As inflation settles to the Bank of Canada’s two-percent target and interest rate cuts persist, Canadians can look forward to a more favourable mortgage landscape in 2025. Industry experts anticipate that lower mortgage rates and increased competition among lenders will create better opportunities for homeowners and prospective buyers alike.
In recent years, Canadians have grappled with higher interest rates as the Bank of Canada responded to rising inflation with aggressive rate hikes. This policy brought significant challenges for mortgage holders, particularly those with variable-rate loans. However, the tide began to turn in mid-2024 when the central bank started cutting its benchmark rate, reducing it by 175 basis points across five consecutive decisions.
Among these reductions were two substantial 50-point cuts in October and December. The Bank of Canada’s policy rate now sits at 3.25 percent, a far cry from its previous highs. Economists expect the rate-cutting trend to continue into 2025, albeit at a slower, more measured pace. This gradual decline in rates is expected to ease financial pressure on many Canadians while opening up new opportunities for those entering or re-entering the housing market.
With rates trending downward, 2025 could mark the resurgence of variable-rate mortgages. Unlike fixed-rate mortgages, which are influenced by bond market activity, variable-rate loans are tied directly to the prime lending rate and, by extension, the central bank’s policy rate.
Experts suggest that the bond market, which dictates fixed rates, has been particularly resistant to change. Since October, benchmark five-year bond yields have fluctuated within a narrow range of 2.74 to 3.31 percent. This lack of significant movement has kept fixed rates relatively stable.
In contrast, variable-rate mortgages are poised to offer greater benefits as central bank rate cuts lower the prime rate. While variable rates remain slightly higher than fixed rates at present, many homeowners are beginning to see a brighter future ahead. Some are even opting to take on the short-term pain of higher payments, confident that rates will fall further in the coming months.
By 2025, it is widely anticipated that variable-rate mortgages will undercut fixed-rate options, making them an attractive choice for many borrowers. Nevertheless, fixed rates are expected to retain their popularity, particularly for three-year terms, which have surged in demand over recent years due to their stability and flexibility.

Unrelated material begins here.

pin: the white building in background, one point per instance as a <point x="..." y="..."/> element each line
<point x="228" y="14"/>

An estimated 40 percent of Canadian mortgages will come up for renewal in 2025, presenting both challenges and opportunities for homeowners. While many will face higher renewal rates compared to their initial terms, the competitive lending environment could help offset some of the financial strain.
The elimination of the stress test requirement for uninsured mortgage borrowers switching lenders is expected to give Canadians more freedom to explore their options. This regulatory shift enables borrowers to shop around for better deals without undergoing additional financial scrutiny, encouraging competition among lenders.
Banks and other financial institutions are likely to vie for business through promotional offers and rate reductions. Experts predict a return to “mortgage rate wars,” with lenders offering attractive deals to gain an edge over competitors. Smaller lenders may also seize the opportunity to undercut larger institutions by shaving off basis points, creating a dynamic and competitive marketplace.
For borrowers, this translates into greater negotiating power. Whether renewing a mortgage or exploring alternative lenders, Canadians in 2025 can expect more options and potentially favourable terms. However, it remains crucial for borrowers to compare offers carefully and consider long-term financial implications.
Despite the promising outlook, economic uncertainties loom over the mortgage landscape. One major concern is the potential impact of external factors, such as trade disputes with the United States. For instance, proposed tariffs on Canadian imports could disrupt the economy, potentially triggering inflationary pressures and altering the Bank of Canada’s monetary policy.
Should these tariffs come into effect, the economic landscape could shift dramatically, forcing the central bank to pause or reverse its rate-cutting trajectory. Such a scenario would have significant implications for mortgage holders and the housing market as a whole.
Economists emphasize the importance of staying vigilant in the face of these uncertainties. While the current trajectory points toward lower rates and a more competitive lending environment, external shocks could quickly change the narrative.
In summary, 2025 is shaping up to be a year of opportunities for mortgage holders and buyers alike. Lower rates, increased lender competition, and regulatory changes are expected to create a more favourable environment. Variable-rate mortgages are likely to gain popularity as rates continue to decline, while fixed-rate products will remain a stable choice for many.
However, caution is warranted. External economic factors, such as trade disputes or unexpected market shifts, could alter the outlook. Borrowers are encouraged to stay informed, seek professional advice, and remain flexible in their financial planning.
As Canada approaches 2025, the mortgage market promises a mix of relief and opportunity, tempered by the need for careful consideration of evolving economic conditions.